Excerpts from latest analyst reports:

ImageSource: OCBC report

OCBC Investment Research upgrades First Ship Least Trust to ‘buy’

Our updated discounted FCFE (free cash flow to equity) value for First Ship Lease Trust (FSLT) is S$0.84 (10% discount rate, prev: S$0.83).

In our view, the balance sheet side of the trust's challenges is mostly resolved (with conditions/pricing still uncertain). The other concern that remains (industry-wide) is counterparty risks.

We ascribe a 10% "industry uncertainty" discount to reach a fair value estimate of S$0.76 (prev: S$0.58). This implies a total return of about 28% (15% upside, 13% yield). We like FSLT because of its 1) new more sustainable business model; and 2) its diversified vessel mix of containers, tankers and dry bulk carriers.

For these reasons, FSLT is now our top pick for the sector. Upgrade to BUY.
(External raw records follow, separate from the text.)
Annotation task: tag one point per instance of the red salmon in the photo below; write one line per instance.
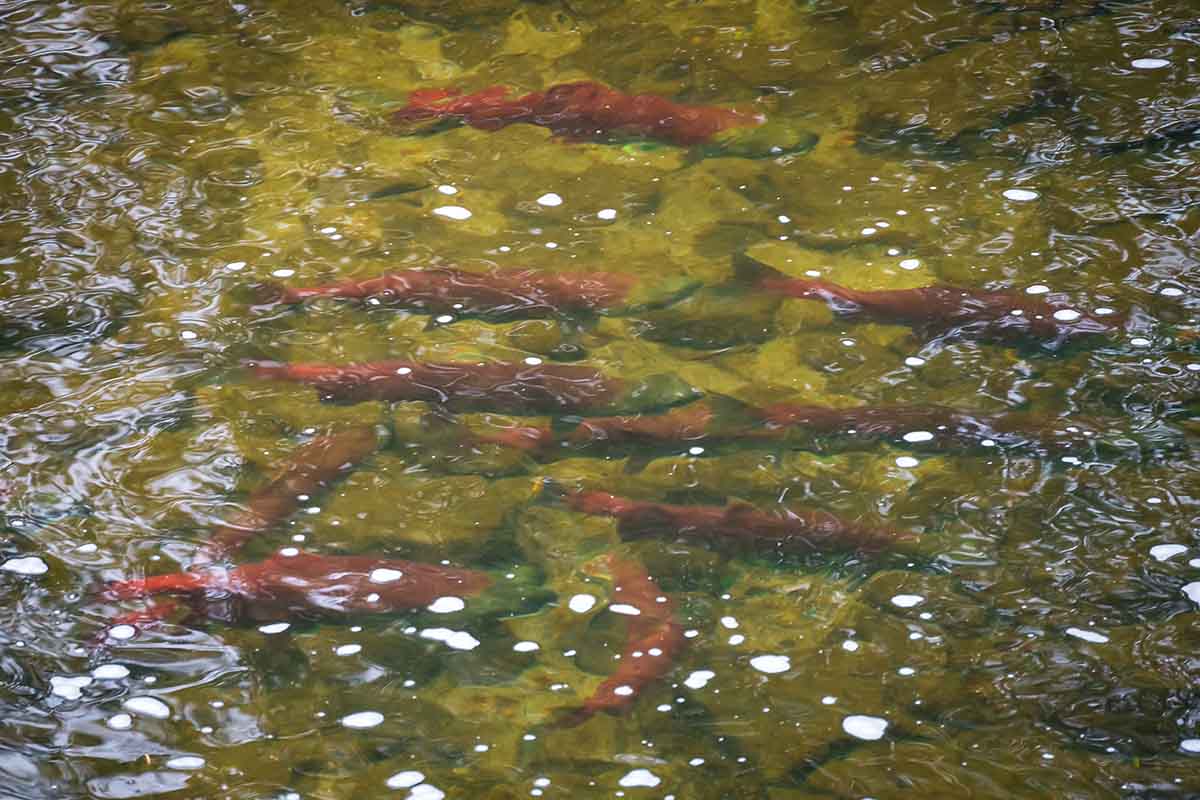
(580, 112)
(311, 470)
(789, 529)
(653, 641)
(502, 293)
(941, 308)
(503, 386)
(307, 584)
                                                                              ***

ImageMarco Polo's clients includes a mining and quarry company. Photo: company.
CIMB-GK initiates coverage of Marco Polo Marine with 51-ct target

With the addition of 25 new vessels, the two new dry-docks for the ship repair business and the sale of an AHTS vessel, Marco Polo Marine’s (MCM) earnings is projected to accelerate in FY10 by 86% and FY11 by 25%.

The first dry-dock was fully operational since Apr while the second dry-dock is expected to take in vessels in Oct.  Earnings will also be supported by steady charter rates and higher margins from ship repair.
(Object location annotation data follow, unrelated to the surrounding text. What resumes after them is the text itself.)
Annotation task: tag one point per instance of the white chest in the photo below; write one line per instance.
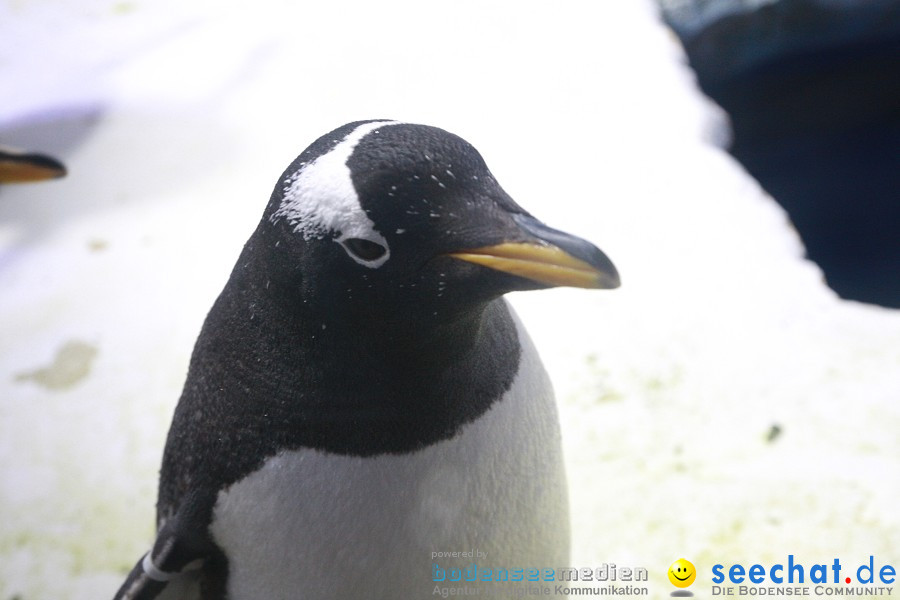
(325, 526)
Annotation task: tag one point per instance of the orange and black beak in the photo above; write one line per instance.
(546, 256)
(23, 167)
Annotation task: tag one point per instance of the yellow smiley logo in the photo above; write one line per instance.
(682, 573)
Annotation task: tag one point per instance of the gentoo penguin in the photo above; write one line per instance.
(364, 415)
(23, 167)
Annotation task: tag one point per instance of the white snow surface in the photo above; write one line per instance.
(723, 405)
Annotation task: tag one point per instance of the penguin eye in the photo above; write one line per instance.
(366, 251)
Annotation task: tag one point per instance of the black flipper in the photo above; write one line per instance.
(179, 558)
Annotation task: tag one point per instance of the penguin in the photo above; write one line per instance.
(364, 416)
(24, 167)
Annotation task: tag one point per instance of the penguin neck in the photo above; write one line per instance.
(350, 387)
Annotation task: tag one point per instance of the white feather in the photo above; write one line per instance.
(339, 527)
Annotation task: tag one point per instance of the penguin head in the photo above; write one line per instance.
(396, 220)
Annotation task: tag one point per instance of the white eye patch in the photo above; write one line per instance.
(319, 199)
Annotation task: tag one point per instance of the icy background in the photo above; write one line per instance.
(723, 405)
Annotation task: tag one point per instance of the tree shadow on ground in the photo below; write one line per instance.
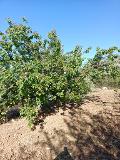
(95, 136)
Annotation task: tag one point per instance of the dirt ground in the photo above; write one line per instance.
(88, 132)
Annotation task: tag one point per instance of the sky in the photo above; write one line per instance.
(94, 23)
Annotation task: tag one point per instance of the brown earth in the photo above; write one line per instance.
(88, 132)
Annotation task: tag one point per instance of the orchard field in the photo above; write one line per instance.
(51, 100)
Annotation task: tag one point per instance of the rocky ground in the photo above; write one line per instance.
(88, 132)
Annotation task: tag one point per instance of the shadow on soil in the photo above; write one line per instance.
(98, 137)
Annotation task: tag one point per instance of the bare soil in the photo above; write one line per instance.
(88, 132)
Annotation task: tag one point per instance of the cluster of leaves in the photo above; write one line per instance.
(36, 74)
(105, 67)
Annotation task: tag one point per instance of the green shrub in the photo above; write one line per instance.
(104, 68)
(36, 74)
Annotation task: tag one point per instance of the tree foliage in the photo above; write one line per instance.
(36, 73)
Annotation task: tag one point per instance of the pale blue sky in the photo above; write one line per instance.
(85, 22)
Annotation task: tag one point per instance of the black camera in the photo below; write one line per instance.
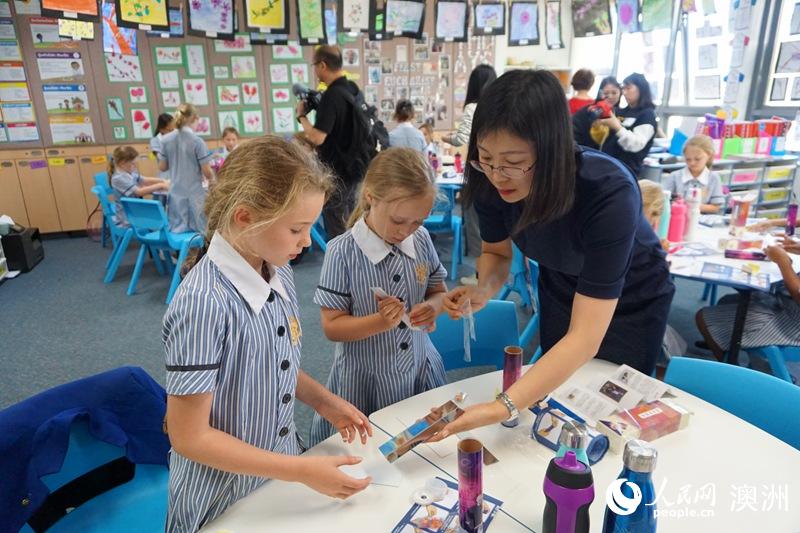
(309, 97)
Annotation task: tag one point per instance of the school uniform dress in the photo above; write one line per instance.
(124, 185)
(679, 182)
(602, 248)
(186, 153)
(231, 333)
(396, 364)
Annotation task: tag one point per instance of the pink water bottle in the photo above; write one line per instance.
(677, 221)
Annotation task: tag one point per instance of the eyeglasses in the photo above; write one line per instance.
(508, 172)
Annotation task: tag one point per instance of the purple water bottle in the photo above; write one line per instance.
(569, 490)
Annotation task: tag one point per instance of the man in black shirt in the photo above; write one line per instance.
(333, 134)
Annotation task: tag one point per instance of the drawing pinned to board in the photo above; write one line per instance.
(490, 18)
(115, 38)
(591, 18)
(628, 15)
(267, 16)
(211, 18)
(523, 24)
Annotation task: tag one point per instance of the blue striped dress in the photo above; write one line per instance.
(394, 365)
(231, 333)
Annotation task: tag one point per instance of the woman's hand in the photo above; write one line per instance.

We like MPM for its solid ship chartering business with long-term established customers. The fleet expansion and fleet renewal program will drive earnings growth while keeping costs under control.

The ship repair business will be MPM’s wildcard that could spring positive surprises as both dry-docks become fully operational by Oct 09. Current valuations are attractive given MPM’s growth potential. We peg MPM at a CY10 P/E of 8x, in line with larger peers’ target multiples, which translates to a target price of S$0.51.


                                                        ***


DMG maintains ‘buy’ on Keppel Land

KepLand’s 2Q09 PATMI rose 10.4% YoY, helped by strong residential sales. While 1H09 PATMI of S$95.1m accounted for 53.0% of consensus estimates (in line), it formed 40.9% of DMG’s FY09 projections. Nonetheless, we expect 2H09 to account for a higher proportion of FY09F earnings, on the back of recovering property sectors in Singapore and China.

Looking ahead, we expect land acquisitions in Singapore, while its good blend of township and mid-high projects in China should ensure steady profits. Recent rights issue has improved its net gearing to 0.23x, making it the best-capitalized blue-chip developer. We maintain our BUY
rating on KepLand with a target price of S$2.98, pegged at parity to base case end-FY10 RNAV.